Et toute cette simplicité! Les vêtements salis ou déchirés, les bouteilles de bière et de coca-cola, les cartes de bingo et l'éternelle cigarette. C'est le peuple que je connais. C'est mon peuple que je reconnais dans chacun des détails. C'est son âme qui transpire. Et que dire des outils, des scènes de dépeçage et de tentement? Ne s'agit-il pas là de notre quotidien?

L'œuvre d'André Michel est un véritable cri de l'intérieur. Non pas nécessairement de l'intérieur de l'artiste lui-même, mais bien de l'intérieur d'un peuple, l'intérieur d'un territoire, d'un continent, à travers un artiste qui, quelque part, a ressenti les même choses et a vécu au rythme des autres.

Comme au temps des explorateurs, ce «Français» a transporté avec lui un miroir, non pas pour l'échanger contre des fourrures, mais bien pour que nous puissions nous y voir.

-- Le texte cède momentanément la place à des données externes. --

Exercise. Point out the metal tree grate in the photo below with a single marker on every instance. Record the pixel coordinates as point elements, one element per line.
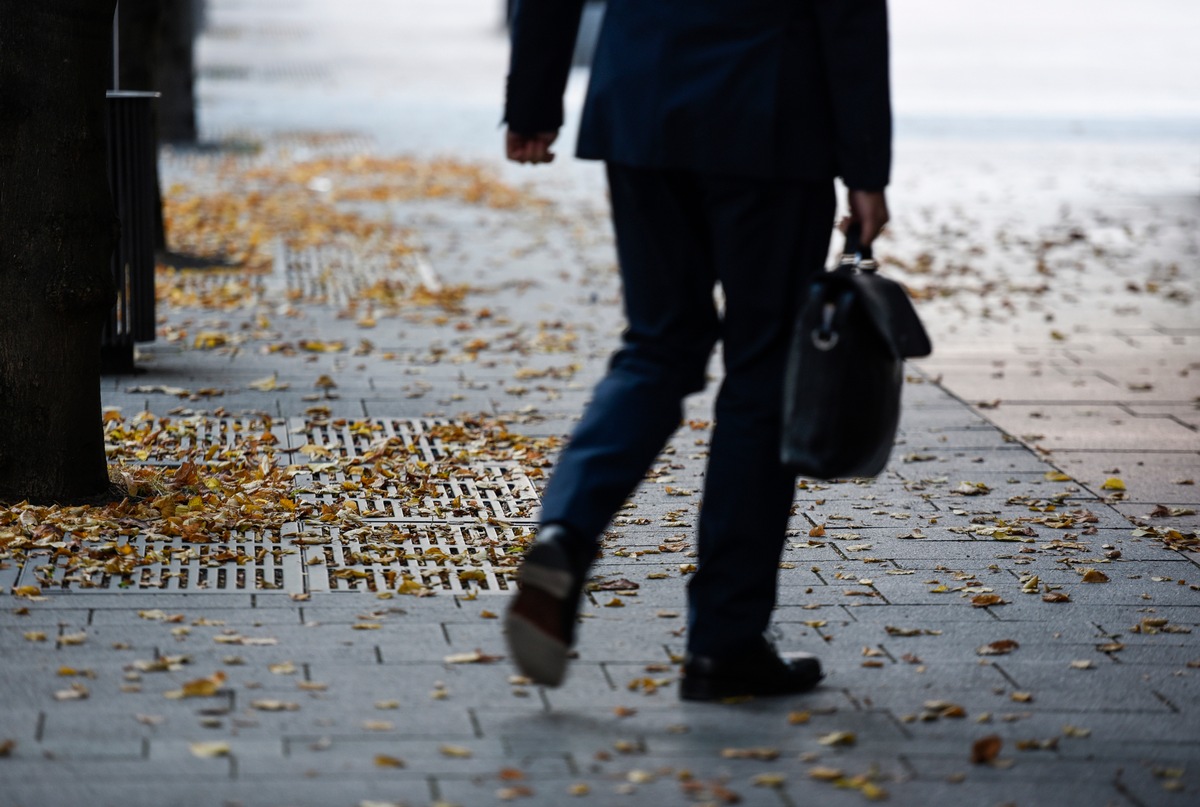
<point>461,559</point>
<point>245,561</point>
<point>474,494</point>
<point>419,506</point>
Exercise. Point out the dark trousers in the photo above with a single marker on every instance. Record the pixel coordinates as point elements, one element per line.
<point>678,233</point>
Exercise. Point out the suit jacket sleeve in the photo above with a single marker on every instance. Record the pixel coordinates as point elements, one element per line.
<point>543,34</point>
<point>855,43</point>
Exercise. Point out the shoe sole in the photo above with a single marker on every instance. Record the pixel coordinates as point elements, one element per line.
<point>539,656</point>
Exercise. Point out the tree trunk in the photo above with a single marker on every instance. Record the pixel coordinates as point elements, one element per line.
<point>57,234</point>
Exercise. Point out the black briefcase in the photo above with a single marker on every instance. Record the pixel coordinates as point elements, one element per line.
<point>841,394</point>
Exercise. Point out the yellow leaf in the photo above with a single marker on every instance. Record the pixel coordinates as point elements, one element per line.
<point>198,688</point>
<point>839,739</point>
<point>209,749</point>
<point>822,773</point>
<point>207,340</point>
<point>985,748</point>
<point>270,705</point>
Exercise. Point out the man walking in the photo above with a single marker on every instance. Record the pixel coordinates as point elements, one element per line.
<point>723,125</point>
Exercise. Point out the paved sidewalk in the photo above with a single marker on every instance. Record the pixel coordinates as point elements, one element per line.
<point>370,416</point>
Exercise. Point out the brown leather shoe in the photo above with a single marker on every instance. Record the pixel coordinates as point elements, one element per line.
<point>540,622</point>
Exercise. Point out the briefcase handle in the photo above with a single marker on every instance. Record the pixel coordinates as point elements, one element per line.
<point>857,253</point>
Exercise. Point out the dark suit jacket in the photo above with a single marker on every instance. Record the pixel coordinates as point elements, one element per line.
<point>751,88</point>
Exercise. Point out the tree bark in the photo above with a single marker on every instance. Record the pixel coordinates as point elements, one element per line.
<point>57,233</point>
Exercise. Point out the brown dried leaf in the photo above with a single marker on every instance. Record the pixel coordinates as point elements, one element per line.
<point>985,749</point>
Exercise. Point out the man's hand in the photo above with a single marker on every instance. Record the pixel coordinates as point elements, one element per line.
<point>529,148</point>
<point>869,209</point>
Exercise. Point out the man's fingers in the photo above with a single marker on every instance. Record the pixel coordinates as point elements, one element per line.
<point>529,149</point>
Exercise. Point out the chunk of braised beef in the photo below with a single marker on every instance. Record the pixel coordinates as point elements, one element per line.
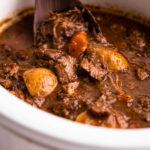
<point>144,102</point>
<point>93,67</point>
<point>100,110</point>
<point>142,107</point>
<point>142,74</point>
<point>60,25</point>
<point>53,54</point>
<point>66,69</point>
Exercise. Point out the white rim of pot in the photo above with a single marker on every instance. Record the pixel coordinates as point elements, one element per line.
<point>50,125</point>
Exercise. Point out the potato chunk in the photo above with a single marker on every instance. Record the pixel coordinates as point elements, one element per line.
<point>39,81</point>
<point>110,57</point>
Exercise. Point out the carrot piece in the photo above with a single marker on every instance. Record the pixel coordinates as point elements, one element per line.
<point>78,44</point>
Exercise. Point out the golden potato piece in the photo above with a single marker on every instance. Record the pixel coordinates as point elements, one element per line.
<point>110,57</point>
<point>39,81</point>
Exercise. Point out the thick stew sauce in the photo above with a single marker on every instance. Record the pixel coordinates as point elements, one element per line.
<point>78,74</point>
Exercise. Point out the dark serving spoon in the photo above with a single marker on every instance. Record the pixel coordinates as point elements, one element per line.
<point>43,7</point>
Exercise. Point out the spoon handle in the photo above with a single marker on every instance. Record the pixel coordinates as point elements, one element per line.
<point>43,7</point>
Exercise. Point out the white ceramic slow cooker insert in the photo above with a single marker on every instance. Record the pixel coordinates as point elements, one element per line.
<point>46,131</point>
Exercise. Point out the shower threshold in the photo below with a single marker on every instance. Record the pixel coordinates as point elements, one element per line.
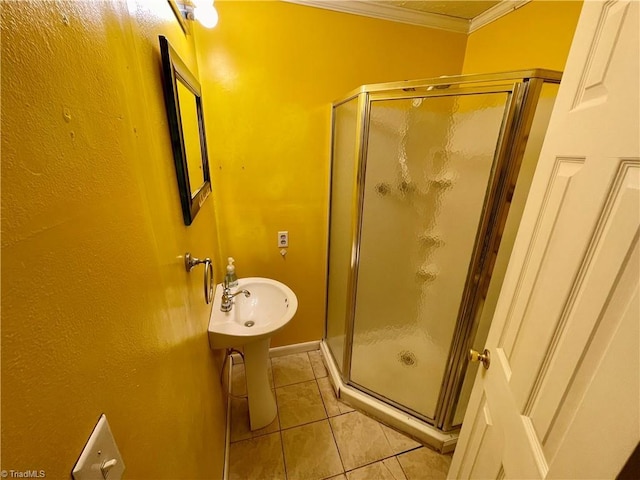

Et c'est ce miroir de l'âme qu'il brandit fièrement, faisant ainsi connaître les Montagnais sous un jour différent, original et empreint d'émotion et de vérité.

C'est grâce à l'objectivité de sa personne et de sa démarche que le peintre André Michel en est venu à si bien décrire qui nous sommes. Plus encore, par ce talent inné qui permettra aux générations actuelles et à venir, de vibrer au rythme de peuple montagnais, mon peuple, notre peuple.

Pierre Gill, auteur Innu

Extrait du livre Les Indiens montagnais du Québec : entre deux mondes, Édition Sépia, Musée de l'Homme, Paris 1995.